1. **Caching is impactful**: Well-implemented caching can improve performance by 10-1000x while reducing costs.

2. **Choose the right pattern**: Cache-aside for simplicity, read-through for reduced application complexity, write-through for consistency, write-behind for performance.

3. **Eviction policies matter**: LRU for general use, LFU for stable patterns, TTL for time-sensitive data.

4. **Distributed caching scales**: Use Redis Cluster or Memcached for large-scale deployments.

5. **CDNs reduce latency**: Edge caching significantly improves user experience globally.

6. **Cache consistency is complex**: Implement proper invalidation strategies (time-based, write-through, tagging).

7. **Avoid caching pitfalls**: Don't cache everything, choose appropriate TTLs, implement invalidation, monitor cache performance.

---

## **Chapter Summary**

In this chapter, we explored caching—a critical optimization for system design. We covered caching patterns (cache-aside, read-through, write-through, write-behind, refresh-ahead), eviction policies (LRU, LFU, TTL, random), distributed caching (Redis Cluster, Memcached), and CDN architecture.

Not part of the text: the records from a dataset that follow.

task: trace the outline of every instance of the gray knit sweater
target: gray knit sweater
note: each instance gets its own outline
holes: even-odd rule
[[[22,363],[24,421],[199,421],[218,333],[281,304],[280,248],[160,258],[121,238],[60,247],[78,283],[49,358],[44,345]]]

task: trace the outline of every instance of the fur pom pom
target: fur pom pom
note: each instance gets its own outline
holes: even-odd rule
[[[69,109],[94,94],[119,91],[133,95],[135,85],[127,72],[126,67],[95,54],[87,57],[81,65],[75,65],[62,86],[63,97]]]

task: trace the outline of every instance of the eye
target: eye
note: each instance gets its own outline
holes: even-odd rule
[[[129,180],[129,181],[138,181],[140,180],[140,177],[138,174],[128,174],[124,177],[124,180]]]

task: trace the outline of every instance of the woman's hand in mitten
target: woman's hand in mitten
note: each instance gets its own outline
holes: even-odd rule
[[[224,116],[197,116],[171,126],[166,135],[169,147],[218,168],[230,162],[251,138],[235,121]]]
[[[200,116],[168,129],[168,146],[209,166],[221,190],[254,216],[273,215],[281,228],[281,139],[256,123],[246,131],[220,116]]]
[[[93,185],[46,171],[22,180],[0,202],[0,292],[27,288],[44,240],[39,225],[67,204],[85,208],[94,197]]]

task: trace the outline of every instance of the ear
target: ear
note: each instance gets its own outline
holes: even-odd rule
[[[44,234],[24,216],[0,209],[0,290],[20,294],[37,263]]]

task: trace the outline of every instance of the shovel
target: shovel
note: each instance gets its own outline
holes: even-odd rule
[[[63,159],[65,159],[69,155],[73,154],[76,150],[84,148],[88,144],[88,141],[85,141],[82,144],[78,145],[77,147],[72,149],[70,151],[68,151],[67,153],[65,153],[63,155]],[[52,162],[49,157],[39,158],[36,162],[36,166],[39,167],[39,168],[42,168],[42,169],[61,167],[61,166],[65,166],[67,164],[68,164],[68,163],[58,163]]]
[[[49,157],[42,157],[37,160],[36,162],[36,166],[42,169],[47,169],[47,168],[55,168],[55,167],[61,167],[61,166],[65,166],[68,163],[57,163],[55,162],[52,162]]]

We understood cache consistency challenges and solutions (invalidation strategies, thundering herd, cache stampede, cache penetration). We explored application-level caching (browser, local, distributed cache hierarchy) and caching best practices (cache key design, warming, monitoring).

Finally, we examined real-world caching examples from Instagram, Twitter, and Netflix, understanding how top companies implement caching at scale.

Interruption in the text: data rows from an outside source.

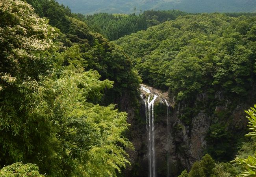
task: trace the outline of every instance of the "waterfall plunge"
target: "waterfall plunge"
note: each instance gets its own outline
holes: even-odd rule
[[[147,130],[148,134],[148,169],[149,177],[156,177],[156,164],[155,158],[155,150],[154,144],[154,103],[156,98],[158,96],[155,94],[152,93],[150,90],[141,86],[141,89],[147,93],[154,95],[153,99],[150,101],[151,95],[149,94],[147,98],[143,98],[143,95],[141,95],[141,98],[144,99],[145,103],[145,112],[146,114],[146,120],[147,124]],[[163,98],[165,103],[167,107],[167,144],[168,146],[167,154],[167,176],[169,176],[169,138],[170,136],[169,126],[169,111],[170,105],[168,104],[167,100]]]

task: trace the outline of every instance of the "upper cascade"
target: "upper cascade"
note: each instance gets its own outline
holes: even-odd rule
[[[145,95],[146,94],[149,94],[153,95],[158,96],[156,99],[160,100],[160,102],[165,104],[168,106],[170,106],[170,103],[168,101],[168,96],[167,92],[163,92],[161,90],[157,89],[148,86],[145,84],[141,84],[141,96],[143,98],[145,98]]]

**Coming up next**: In Chapter 5, we'll explore Message Queues & Event-Driven Architecture, covering synchronous vs. asynchronous communication, message queue patterns, Apache Kafka, RabbitMQ, event sourcing, and backpressure handling.

---

**Exercises**:

1. **Caching Pattern Selection**: For each scenario, which caching pattern would you use and why?
   - A banking application where account balances must always be accurate
   - A social media news feed where speed is more important than perfect consistency
   - An analytics system processing large datasets (write-heavy)
   - A real-time multiplayer game where low latency is critical

2. **Cache Eviction Policy**: You're building a music streaming service with 10 million songs. Users frequently listen to popular songs (top 1000) but also explore new songs. Which eviction policy would you use? Why?

3. **Distributed Cache Design**: You need to design a distributed cache for a global e-commerce platform with 100 million products. Requirements:
   - Products accessed from all regions
   - Some products are very popular (hot spots)
   - System must remain available if one cache node fails
   How would you design this? Which distributed caching solution would you use?

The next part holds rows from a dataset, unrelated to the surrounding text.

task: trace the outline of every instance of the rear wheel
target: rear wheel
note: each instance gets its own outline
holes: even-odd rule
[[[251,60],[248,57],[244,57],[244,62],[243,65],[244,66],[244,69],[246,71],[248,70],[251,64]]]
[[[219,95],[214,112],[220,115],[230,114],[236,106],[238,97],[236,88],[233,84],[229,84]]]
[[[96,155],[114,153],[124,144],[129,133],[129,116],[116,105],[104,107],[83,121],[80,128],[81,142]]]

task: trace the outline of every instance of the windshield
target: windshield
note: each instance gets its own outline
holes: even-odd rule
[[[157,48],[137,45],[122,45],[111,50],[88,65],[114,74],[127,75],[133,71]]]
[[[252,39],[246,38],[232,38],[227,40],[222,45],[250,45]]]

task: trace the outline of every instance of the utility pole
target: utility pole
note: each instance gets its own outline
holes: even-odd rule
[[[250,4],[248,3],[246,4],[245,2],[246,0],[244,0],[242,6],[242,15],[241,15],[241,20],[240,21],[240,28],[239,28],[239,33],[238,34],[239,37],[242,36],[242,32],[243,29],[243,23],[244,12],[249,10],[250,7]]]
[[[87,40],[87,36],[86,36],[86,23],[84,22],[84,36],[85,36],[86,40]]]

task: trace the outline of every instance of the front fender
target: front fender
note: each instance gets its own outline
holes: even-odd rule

4. **Cache Invalidation Strategy**: You're building a collaborative document editor (like Google Docs). Multiple users can edit the same document simultaneously. How would you handle cache invalidation? What strategy would you use to ensure all users see consistent document state?

5. **CDN Caching Strategy**: You're launching a video streaming service. Requirements:
   - Videos are large (1-10 GB each)
   - Some videos are very popular (millions of views)
   - Videos are updated occasionally (new versions released)
   How would you design CDN caching for this service? What cache invalidation strategy would you use?

---